A jovem Hya Girotto, de 21 anos, vítima de atropelamento na madrugada do dia 23 de dezembro passado, na saída de uma boate na Avenida Isaac Póvoas, em Cuiabá, conseguiu se levantar da cama e dar caminhar. A informação foi postada agora há pouco pelo irmão de Hya, Gabriel Girotto, nos stories de sua conta no Instagram.
"Hya levantou da cama hoje com a ajuda da fisioterapeuta e deu alguns passos. Está se alimentando bem, sem a sonda. Foi decidido que na segunda-feira, no HGU (Hospital Geral Universitário), será realizada uma cirurgia no ombro direito para a colocação de uma placa para corrigir a fratura. Até lá, ela continuará na UTI, em observação. Continuem orando, e obrigado a todos pelo carinho", escreveu Gabriel.
Hya, Myllena de Lacerda Inocêncio, 22, e Ramon Alcides Viveiros, 25 anos, deixavam a boate por volta de 05h da manhã do dia 23 de dezembro, e caminhavam e dançavam na referida avenida, conforme imagens divulgadas pela polícia, quando em determinado momento, foram atingidos por um veículo Renault Duster Oroch, conduzido por Rafaela Screnci da Costa Ribeiro.
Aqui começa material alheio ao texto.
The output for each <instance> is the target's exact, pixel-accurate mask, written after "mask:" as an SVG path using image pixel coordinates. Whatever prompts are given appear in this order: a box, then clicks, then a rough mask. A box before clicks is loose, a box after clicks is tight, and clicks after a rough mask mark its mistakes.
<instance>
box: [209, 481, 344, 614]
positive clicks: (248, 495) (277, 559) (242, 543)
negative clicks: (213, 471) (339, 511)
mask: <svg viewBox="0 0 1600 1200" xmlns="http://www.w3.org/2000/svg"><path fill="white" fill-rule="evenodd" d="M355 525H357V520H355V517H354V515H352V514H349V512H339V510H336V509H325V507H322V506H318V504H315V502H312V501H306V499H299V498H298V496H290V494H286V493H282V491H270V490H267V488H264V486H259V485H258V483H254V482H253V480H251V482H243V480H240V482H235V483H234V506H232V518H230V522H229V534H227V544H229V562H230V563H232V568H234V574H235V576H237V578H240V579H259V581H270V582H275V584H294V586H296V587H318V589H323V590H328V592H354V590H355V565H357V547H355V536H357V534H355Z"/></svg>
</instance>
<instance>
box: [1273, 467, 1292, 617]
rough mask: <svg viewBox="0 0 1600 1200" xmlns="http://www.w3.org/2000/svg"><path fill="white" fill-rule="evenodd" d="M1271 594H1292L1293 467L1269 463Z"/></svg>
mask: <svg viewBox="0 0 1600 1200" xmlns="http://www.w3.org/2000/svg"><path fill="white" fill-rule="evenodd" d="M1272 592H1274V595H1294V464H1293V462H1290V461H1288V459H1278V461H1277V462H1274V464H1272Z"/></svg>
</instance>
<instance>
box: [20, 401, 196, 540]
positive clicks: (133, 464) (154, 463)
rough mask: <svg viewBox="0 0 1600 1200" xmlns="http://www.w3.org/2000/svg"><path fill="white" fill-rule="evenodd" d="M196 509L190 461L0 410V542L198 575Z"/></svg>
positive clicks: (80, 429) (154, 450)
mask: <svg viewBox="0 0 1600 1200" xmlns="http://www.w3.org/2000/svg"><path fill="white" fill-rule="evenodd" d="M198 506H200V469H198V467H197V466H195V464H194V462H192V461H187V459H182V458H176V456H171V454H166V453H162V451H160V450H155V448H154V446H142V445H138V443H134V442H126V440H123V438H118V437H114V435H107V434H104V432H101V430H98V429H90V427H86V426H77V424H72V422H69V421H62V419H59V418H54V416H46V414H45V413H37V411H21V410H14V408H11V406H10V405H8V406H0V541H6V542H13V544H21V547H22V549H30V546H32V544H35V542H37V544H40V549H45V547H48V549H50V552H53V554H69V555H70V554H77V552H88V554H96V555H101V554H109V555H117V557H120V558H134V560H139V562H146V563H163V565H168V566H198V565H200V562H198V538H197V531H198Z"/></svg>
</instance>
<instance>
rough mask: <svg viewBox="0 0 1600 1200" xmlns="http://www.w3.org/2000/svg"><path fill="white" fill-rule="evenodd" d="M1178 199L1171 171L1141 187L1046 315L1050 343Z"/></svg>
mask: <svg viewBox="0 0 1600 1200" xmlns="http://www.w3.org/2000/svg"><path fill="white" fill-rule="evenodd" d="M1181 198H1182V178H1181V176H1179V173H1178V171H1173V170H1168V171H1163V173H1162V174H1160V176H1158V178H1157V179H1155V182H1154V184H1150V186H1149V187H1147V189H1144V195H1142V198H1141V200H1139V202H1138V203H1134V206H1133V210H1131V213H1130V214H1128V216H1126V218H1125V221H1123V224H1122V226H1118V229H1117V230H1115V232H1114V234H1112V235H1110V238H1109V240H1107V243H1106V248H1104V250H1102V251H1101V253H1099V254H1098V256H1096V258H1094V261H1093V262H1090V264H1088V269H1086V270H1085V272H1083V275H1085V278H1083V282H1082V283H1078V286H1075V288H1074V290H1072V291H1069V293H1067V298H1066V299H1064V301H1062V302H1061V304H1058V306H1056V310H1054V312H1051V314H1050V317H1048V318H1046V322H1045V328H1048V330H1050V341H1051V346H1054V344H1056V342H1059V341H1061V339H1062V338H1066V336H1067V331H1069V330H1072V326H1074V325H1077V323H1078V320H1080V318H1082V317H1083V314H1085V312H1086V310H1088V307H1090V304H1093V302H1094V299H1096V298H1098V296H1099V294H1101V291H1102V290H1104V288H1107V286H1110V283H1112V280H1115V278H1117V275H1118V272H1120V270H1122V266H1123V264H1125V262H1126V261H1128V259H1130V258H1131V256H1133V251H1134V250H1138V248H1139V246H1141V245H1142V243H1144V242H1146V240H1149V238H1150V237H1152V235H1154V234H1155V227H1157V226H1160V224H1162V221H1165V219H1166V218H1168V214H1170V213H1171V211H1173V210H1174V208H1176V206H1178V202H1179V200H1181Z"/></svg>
Os policiais que atenderam a ocorrência, no boletim de ocorrência, narram que Rafaela apresenta sinais visíveis de embriaguez, e se recusou a fazer o teste do bafômetro. A própria Rafaela contou aos policiais que havia feito a ingestão de quatro latas de cerveja horas antes do acidente.
O laudo da Perícia Oficial de Identificação Técnica (Politec) concluiu que não foi possível identificar o consumo de bebida alcoólica por parte de Rafaela, e com base neste laudo, na audiência de custódia, a condutora que atropelou as três pessoas, foi liberada mediante pagamento de fiança no valor de R$ 9,5 mil.
Ramon foi levado inicialmente para o Hospital e Pronto-Socorro Municipal de Cuiabá e posteriormente transferido para um hospital particular da Capital onde acabou falecendo no dia 28 de dezembro passado.
Hya também foi para o pronto-socorr de Cuiabá, porém foi transferida por ordem judicial para o Hospital Geral Universitário por necessitar de uma cirurgia cardíaca.
A Delegacia Especializada de Delitos em Trânsito (Deltran) investiga o caso.